Nodal-dependent Cripto signaling promotes cardiomyogenesis and redirects the neural fate of embryonic stem cells

Silvia Parisi1, Daniela D'Andrea1, Carmine T. Lago1, Eileen D. Adamson2, M. Graziella Persico1 and Gabriella Minchiotti1

1 Institute of Genetics and Biophysics, "Adriano Buzzati-Traverso," Consiglio Nazionale delle Ricerche, 80131 Naples, Italy
2 Cancer Research Center, The Burnham Institute, La Jolla, CA 92037

Address correspondence to Gabriella Minchiotti, Institute of Genetics and Biophysics, "A. Buzzati-Traverso," CNR Via Pietro Castellino 111, 80131 Naples, Italy. Tel.: 39-081-6132354. Fax: 39-081-6132595. email: minchiot{at}iigb.na.cnr.it

The molecular mechanisms controlling inductive events leading to the specification and terminal differentiation of cardiomyocytes are still largely unknown. We have investigated the role of Cripto, an EGF-CFC factor, in the earliest stages of cardiomyogenesis.

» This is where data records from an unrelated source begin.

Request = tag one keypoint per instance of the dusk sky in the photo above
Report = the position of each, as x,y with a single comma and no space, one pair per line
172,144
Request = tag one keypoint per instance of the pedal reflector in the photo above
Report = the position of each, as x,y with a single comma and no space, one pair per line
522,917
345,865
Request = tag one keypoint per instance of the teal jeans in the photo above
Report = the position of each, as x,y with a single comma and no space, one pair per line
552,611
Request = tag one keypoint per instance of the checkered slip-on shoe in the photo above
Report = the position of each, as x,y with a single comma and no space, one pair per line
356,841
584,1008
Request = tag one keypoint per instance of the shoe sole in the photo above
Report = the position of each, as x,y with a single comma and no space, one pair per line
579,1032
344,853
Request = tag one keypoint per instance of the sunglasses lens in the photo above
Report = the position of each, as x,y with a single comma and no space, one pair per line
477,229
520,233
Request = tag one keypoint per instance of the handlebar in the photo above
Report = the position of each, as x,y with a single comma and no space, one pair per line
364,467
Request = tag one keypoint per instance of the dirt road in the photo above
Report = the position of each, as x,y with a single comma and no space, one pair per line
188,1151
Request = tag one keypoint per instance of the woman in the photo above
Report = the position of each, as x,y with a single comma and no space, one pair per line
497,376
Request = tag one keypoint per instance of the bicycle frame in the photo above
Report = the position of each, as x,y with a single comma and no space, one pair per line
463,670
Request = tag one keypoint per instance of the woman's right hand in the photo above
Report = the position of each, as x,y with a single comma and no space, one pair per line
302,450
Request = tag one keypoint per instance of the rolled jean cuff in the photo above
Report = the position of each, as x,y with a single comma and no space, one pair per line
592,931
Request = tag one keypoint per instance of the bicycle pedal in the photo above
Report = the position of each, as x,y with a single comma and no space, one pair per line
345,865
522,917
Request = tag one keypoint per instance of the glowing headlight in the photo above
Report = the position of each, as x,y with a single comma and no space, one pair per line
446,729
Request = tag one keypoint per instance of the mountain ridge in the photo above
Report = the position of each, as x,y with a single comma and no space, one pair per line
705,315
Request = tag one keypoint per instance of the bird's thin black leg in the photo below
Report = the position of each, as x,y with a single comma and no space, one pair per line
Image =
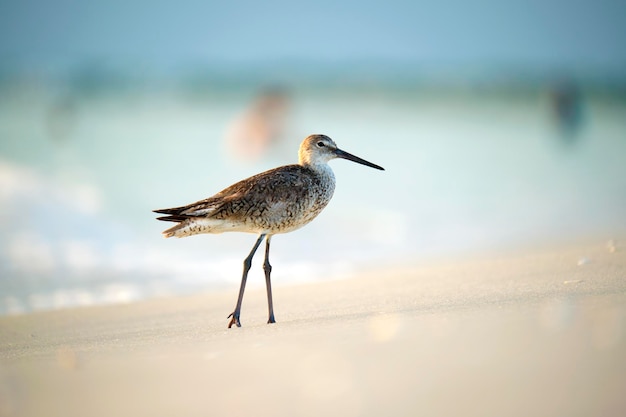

We find that both the timing of initiation and the duration of Cripto signaling are crucial for priming differentiation of embryonic stem (ES) cells into cardiomyocytes, indicating that Cripto acts early to determine the cardiac fate. Furthermore, we show that failure to activate Cripto signaling in this early window of time results in a direct conversion of ES cells into a neural fate. Moreover, the induction of Cripto activates the Smad2 pathway, and overexpression of activated forms of type I receptor ActRIB compensates for the lack of Cripto signaling in promoting cardiomyogenesis. Finally, we show that Nodal antagonists inhibit Cripto-regulated cardiomyocyte induction and differentiation in ES cells. All together our findings provide evidence for a novel role of the Nodal/Cripto/Alk4 pathway in this process.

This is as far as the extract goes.